El Gobierno de El Salvador, a través del Ministerio de Agricultura, ha desplegado una ofensiva tecnológica sin precedentes para fortalecer la producción nacional de granos básicos. Actualmente, 22 tractores equipados con implementos de última generación y drones modelo T100 recorren el territorio nacional en la fase de siembra y mantenimiento de cultivos de maíz. Esta apuesta por la mecanización agrícola, que inició oficialmente en noviembre, ya muestra resultados tangibles con plantaciones en pleno crecimiento y un sistema de asistencia técnica permanente que garantiza el uso de semillas de alta calidad genética para maximizar los rendimientos por manzana.

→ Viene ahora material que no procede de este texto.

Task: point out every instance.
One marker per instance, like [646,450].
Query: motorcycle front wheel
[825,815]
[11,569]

El Ministro Óscar Domínguez ha destacado que estas acciones forman parte del Programa de Aumento a la Producción, una estrategia integral que ha permitido diversificar el campo salvadoreño hacia hortalizas, frutas y café. La meta es clara: alcanzar la soberanía alimentaria y eliminar la dependencia histórica de importaciones, asegurando que el país produzca lo que consume. Gracias a esta visión, durante el año 2025 no se reportó desabastecimiento de alimentos, logrando que El Salvador mantenga la canasta básica más barata y la inflación más baja de la región centroamericana, protegiendo así la economía familiar ante las fluctuaciones del mercado global.
La modernización del sector no se limita a los granos, sino que se extiende a la ganadería mediante programas de mejoramiento genético. La incorporación de sementales de alto valor permitirá el nacimiento de miles de reses en los próximos meses, fortaleciendo el hato ganadero nacional y la producción de lácteos. Este enfoque multidimensional busca romper con el pasado de depender de un solo proveedor extranjero, fomentando alianzas estratégicas internacionales que facilitan una competencia de mercado más justa y dinámica para los productores locales.

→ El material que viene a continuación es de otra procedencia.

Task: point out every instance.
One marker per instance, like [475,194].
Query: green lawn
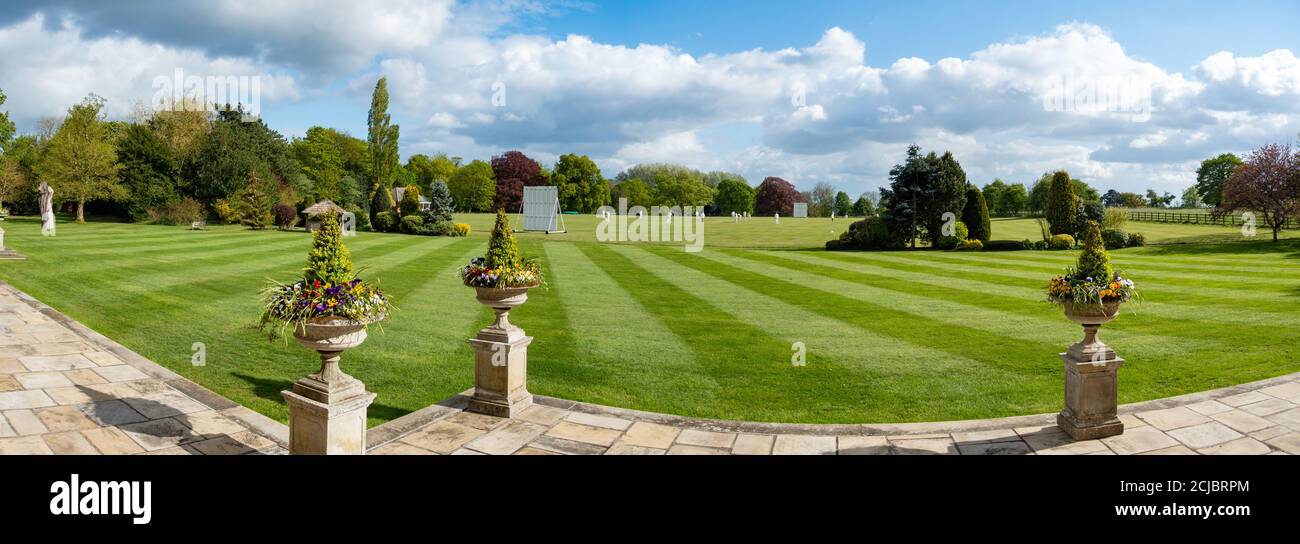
[889,336]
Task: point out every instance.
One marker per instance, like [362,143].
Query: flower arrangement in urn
[1092,286]
[502,267]
[329,298]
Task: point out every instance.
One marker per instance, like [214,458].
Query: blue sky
[1174,34]
[813,91]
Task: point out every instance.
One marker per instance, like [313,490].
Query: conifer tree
[1061,204]
[1093,262]
[329,260]
[502,250]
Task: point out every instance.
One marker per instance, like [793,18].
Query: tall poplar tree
[384,150]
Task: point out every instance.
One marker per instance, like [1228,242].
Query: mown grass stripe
[878,378]
[239,355]
[625,357]
[1178,307]
[757,384]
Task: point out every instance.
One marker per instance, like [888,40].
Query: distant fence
[1200,219]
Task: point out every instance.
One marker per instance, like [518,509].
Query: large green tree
[7,126]
[993,195]
[148,172]
[323,163]
[975,215]
[1062,204]
[81,162]
[382,141]
[820,199]
[948,193]
[233,149]
[473,186]
[1212,175]
[843,206]
[581,186]
[863,207]
[910,185]
[715,178]
[735,195]
[635,190]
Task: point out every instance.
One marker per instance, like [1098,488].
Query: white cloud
[44,72]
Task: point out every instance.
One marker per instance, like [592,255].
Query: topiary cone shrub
[328,289]
[329,260]
[502,267]
[1092,281]
[1093,260]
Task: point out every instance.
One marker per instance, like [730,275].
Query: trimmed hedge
[1008,245]
[411,224]
[960,234]
[1061,242]
[1114,238]
[869,233]
[385,221]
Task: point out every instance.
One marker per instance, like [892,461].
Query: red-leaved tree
[775,195]
[514,172]
[1266,184]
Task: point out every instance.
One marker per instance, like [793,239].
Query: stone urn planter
[1091,376]
[329,337]
[328,409]
[501,357]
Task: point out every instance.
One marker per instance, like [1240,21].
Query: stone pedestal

Con la siembra de maíz avanzando con fuerza, las autoridades aseguran que habrá suficiente oferta interna para evitar la especulación de precios por parte de intermediarios. Al combinar tecnología de punta con un respaldo estatal directo, El Salvador se posiciona como un referente regional en resiliencia alimentaria. El éxito de estas políticas se refleja en la estabilidad de precios y en un campo que vuelve a ser el motor del desarrollo nacional, garantizando que cada mesa salvadoreña cuente con productos frescos, accesibles y, sobre todo, producidos en tierra propia.